It follows in the footsteps of Meta and Zendesk, which also announced job cuts this week
RingCentral will cut its workforce by ten percent as it attempts to counter economic uncertainty.
The announcement came in tandem with its third-quarter earnings results, where it surpassed expectations but posted weaker-than-forecasted financial guidance for Q4.
Despite this, RingCentral’s stocks did rise 10 percent after confirming the layoffs, mirroring the market reaction to Meta’s job cuts earlier in the week.
Commenting on the measures during an earnings call, Vlad Shmunis, Founder, Chairman, and CEO at RingCentral, stated:
While we recently made the extremely difficult decision to further rationalize our workforce, we believe this will allow us to be more agile and better align our course with our strategic priorities in the current macro environment.
“This decision was not made lightly, and we understand the impact this has on our people and their families. We’re taking meaningful action to help ease the transition for our impacted employees.
“We want to underscore how grateful we are for their hard work and all their contributions. RingCentral would not be where we are today without them.”
The story of RingCentral is a remarkable one. From “two guys in the garage,” it’s now a $2 billion recurring revenue business.
Yet, like many other CX vendors, it has struggled to combat an increasingly tricky macro environment.
This struggle came further to the fore two months ago when MarketWatch cited research firm New Constructs while reporting that its stock prices were going to zero.

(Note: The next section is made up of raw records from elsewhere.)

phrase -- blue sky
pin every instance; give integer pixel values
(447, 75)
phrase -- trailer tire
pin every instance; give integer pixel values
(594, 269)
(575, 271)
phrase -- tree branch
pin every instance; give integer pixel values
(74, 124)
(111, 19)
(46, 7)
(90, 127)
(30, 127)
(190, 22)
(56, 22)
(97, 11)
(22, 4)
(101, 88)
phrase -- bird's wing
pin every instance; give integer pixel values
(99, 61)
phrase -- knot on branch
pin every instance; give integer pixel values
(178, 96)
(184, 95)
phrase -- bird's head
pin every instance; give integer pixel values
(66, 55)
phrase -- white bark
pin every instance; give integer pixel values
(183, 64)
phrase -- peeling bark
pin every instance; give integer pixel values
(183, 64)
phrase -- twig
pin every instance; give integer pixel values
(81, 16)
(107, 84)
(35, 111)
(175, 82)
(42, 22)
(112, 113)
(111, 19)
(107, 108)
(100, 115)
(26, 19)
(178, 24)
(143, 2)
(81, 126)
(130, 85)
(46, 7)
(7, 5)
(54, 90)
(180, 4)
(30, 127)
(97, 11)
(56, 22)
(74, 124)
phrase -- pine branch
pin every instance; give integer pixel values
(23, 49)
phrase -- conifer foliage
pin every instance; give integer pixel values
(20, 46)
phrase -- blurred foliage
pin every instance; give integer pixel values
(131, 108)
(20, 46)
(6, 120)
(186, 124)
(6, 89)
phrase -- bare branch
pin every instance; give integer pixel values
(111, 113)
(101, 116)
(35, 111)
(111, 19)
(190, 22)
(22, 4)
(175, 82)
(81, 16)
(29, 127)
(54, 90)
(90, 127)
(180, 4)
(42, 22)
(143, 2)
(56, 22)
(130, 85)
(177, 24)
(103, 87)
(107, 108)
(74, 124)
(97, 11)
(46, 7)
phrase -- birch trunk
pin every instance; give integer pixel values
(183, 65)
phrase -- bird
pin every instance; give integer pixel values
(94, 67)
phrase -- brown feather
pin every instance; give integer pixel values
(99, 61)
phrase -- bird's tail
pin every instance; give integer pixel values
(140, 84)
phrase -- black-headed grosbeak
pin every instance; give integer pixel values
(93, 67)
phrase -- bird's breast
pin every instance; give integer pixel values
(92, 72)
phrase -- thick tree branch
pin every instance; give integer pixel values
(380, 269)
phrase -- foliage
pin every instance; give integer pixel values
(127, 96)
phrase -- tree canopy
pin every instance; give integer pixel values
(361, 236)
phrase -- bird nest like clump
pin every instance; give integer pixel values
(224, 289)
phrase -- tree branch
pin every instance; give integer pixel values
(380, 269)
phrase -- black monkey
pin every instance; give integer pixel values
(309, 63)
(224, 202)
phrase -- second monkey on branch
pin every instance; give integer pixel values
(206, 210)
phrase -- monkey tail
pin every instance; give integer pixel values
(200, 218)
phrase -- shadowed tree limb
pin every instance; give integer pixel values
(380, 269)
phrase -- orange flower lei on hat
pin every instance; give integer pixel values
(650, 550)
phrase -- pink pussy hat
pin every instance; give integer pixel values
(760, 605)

Moreover, it suggested that the company would be out of cash before the end of September, referring to the vendor as a “cash incinerator”.
Yet, these reports seemed to miss the mark, and Zeus Kerravala, Founder and Principal Analyst at ZK Research, poked holes in the research.
In September, Kerravala wrote on LinkedIn: “According to Ring’s last filing, the company has cash and cash equivalents of $307 million and generated positive free cash flow (FCF) during the trailing twelve months of $120 million.
“This is contrary to the New Construct report pointing to Ring having a FCF burn of $990 million during this period.”
Nevertheless, RingCentral does find itself in a tricky spot and is taking steps to expand its operating margins and increase efficiencies within the business.
Unfortunately, these will include many job losses. Yet, Shmunis appears confident that these actions will help turn the tide. He said:
I believe we’re well-positioned to emerge even stronger as the economic recovery begins.
The trend of CX vendors laying off staff to streamline operations stretches far beyond RingCentral, with Microsoft, Oracle, and Twilio recently making similar announcements.
Meanwhile, Zendesk added its name to this growing roster earlier this week, announcing that it’ll lay off five percent of its staff after a rollercoaster year.
There are many causes of this troubling trend. Most prominent is customers extending deal cycles, bringing in additional decision-makers, and taking a more measured approach to business.
Also, for U.S. multinationals – including RingCentral – the dollar’s strength is making it much more expensive to sell abroad, limiting profit margins.
Yet, there is hope for many CX vendors that offer cloud and automation technologies. After all, many businesses will crave the additional flexibility to adapt to changing demand, which the cloud offers.
Moreover, the opportunity to minimize operational costs by leveraging more automation will excite many businesses.
RingCentral offers these technologies, and Mo Katibeh, President and COO at RingCentral, remains optimistic. He said:
Our leading product continues to differentiate us from others, and our focus on execution and driving profitable growth sets us up well for the future.
Unfortunately, the path to this profitable growth does mean addressing bloated services and layoffs.
Yet, RingCentral has released many intriguing innovations in the past 12 months, including a virtual agent hub and further features for Microsoft Teams. It has also partnered with many businesses and strengthened its relationships with Avaya, Mitel, and Alcatel-Lucent.
By building on this innovation and partner base, RingCentral will hope to turn the tide.